Em Setembro do ano passado, a China lançou uma campanha alargada para remover a influência estrangeira da educação, incluindo esforços para proibir cursos de história estrangeira, ilegalizar material para auto-educação e rever os manuais de forma a adequá-los à ideologia do Partido Comunista.

O actual esforço, que inclui fiscalizações de acompanhamento e inspecções aleatórias a escolas, está destinado a promover o patriotismo e “os valores essenciais do socialismo” que reflectem “o amor à pátria”, disse em tempos o Ministério da Educação.

Os advogados afirmam que o sentimento anti-estrangeiro está a crescer na educação chinesa o que aliado a um excesso de professores significa que os expatriados ficam expostos a outras questões não-criminais, como sejam diminuições no ordenado, recusa em entregar a documentação necessária para os vistos e alteração dos contractos sem aviso prévio.

“Quando [as escolas] recebem uma série de candidaturas, sentem-se numa posição de controlo”, refere Pang, cujo escritório tratou de dezenas de arbitragens laborais entre professores e escolas nos últimos meses.

Emily, uma professora de Inglês de 25 anos, originária do Utah, nos EUA, afirma que uma escola de Chengdu, no sudoeste da China, reteve-lhe o passaporte durante 10 semanas no final de 2018 até ela ameaçar com chamar a polícia.

“Tinham sempre uma desculpa, como uma revista ao meu dormitório pela polícia ou qualquer coisa administrativa para transferir o meu visto, a determinada altura disseram que ficavam com ele para o manter em segurança.” Emily preferiu manter o seu apelido e o nome da escola anónimos por estar neste momento a decorrer um processo de arbitragem.

A escola descontou-lhe 1200 yuan (151 euros) do salário mensal de 16 mil yuan (2021 euros) de uma taxa de agência inesperada, de acordo com os documentos que lhe foram entregues antes e depois da sua chegada. Os advogados dizem que a prática não é invulgar e que a arbitragem habitualmente custa mais do que a percentagem do salário que lhe retiveram.

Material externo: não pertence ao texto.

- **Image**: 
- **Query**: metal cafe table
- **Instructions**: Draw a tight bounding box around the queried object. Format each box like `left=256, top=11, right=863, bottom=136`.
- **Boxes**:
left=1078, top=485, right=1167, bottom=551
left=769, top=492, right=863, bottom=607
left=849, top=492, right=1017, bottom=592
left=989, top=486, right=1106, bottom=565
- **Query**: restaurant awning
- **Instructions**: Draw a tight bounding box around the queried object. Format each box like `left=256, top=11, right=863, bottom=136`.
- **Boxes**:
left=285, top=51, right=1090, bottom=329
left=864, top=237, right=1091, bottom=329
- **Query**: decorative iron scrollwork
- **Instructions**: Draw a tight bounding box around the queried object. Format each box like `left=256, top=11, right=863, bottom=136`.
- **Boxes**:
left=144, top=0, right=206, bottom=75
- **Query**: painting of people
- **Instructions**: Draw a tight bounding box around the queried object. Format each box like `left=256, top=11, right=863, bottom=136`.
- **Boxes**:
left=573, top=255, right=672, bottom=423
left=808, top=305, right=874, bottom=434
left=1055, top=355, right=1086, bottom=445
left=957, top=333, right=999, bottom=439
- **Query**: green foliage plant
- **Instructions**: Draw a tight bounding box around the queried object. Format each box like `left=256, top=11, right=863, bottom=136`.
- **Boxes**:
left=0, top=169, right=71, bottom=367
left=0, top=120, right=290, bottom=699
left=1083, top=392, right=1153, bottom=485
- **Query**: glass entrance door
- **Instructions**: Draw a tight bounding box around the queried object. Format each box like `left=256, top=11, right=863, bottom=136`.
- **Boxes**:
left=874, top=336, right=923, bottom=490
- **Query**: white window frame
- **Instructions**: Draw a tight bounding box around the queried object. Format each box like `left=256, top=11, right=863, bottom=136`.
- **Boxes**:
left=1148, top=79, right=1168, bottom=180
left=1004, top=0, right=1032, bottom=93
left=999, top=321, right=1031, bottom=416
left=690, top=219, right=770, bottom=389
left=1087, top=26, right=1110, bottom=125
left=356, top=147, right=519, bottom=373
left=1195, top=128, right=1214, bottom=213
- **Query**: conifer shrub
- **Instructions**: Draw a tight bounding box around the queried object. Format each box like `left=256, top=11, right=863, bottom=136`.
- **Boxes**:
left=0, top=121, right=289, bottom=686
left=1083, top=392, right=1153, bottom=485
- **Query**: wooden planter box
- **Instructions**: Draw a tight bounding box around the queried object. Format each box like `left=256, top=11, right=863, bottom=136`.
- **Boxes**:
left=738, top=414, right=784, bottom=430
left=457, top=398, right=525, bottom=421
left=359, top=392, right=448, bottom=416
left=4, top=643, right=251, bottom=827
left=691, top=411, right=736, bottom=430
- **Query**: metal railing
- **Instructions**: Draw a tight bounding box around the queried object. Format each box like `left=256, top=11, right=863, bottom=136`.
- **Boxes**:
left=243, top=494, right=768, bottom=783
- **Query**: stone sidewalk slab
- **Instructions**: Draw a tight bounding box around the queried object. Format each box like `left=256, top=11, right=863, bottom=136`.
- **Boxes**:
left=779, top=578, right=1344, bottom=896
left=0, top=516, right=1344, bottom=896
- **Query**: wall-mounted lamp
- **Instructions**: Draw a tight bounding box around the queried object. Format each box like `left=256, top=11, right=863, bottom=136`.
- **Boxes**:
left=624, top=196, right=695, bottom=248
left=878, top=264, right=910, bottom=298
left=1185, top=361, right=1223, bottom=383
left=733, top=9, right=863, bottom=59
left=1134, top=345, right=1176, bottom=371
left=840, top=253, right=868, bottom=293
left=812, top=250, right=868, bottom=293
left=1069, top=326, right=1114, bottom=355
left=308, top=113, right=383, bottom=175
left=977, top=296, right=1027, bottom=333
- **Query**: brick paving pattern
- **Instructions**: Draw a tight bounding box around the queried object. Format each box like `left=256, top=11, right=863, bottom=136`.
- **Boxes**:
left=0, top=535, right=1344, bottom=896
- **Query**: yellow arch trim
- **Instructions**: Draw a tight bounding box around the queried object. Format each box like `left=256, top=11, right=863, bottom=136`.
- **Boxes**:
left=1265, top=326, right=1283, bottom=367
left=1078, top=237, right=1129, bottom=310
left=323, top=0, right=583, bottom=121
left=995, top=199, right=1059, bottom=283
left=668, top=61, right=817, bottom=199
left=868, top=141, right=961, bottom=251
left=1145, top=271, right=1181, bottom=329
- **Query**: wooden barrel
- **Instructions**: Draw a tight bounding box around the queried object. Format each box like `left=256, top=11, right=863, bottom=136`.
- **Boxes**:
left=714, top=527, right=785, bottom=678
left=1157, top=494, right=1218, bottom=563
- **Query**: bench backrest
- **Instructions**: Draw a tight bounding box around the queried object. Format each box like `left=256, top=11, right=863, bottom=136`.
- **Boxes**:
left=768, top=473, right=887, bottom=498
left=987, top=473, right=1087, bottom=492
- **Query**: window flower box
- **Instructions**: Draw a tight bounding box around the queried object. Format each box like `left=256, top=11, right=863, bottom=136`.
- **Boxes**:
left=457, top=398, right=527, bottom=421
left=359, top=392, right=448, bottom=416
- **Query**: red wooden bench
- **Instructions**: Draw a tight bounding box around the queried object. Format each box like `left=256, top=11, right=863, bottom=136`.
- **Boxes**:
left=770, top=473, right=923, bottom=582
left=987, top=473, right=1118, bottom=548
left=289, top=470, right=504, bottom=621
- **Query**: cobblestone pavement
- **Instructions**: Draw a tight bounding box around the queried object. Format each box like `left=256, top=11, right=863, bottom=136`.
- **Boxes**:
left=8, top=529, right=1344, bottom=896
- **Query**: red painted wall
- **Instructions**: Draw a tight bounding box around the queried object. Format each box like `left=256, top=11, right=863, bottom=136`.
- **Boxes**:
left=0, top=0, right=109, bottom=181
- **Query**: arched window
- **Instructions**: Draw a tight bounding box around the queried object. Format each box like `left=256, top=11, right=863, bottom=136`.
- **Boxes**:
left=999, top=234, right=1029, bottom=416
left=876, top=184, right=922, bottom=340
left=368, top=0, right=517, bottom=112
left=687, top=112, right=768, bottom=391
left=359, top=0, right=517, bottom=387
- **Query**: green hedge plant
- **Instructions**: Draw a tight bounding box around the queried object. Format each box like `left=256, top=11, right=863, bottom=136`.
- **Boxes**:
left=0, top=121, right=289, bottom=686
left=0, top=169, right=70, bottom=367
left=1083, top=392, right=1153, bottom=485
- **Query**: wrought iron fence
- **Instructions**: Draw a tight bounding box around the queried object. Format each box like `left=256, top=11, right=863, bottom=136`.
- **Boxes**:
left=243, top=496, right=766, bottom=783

“O que mudou foi que muitos membros do governo pensam que expulsar influências ocidentais como os professores de inglês é fazer o trabalho do partido e as escolas estão a aproveitar-se disso”, explica Harris Bricken, advogado de Seattle, nos EUA, que aconselha os professores estrangeiros a não irem ensinar na China. “Os riscos de ensinar na China superam em muito as recompensas”, sublinha.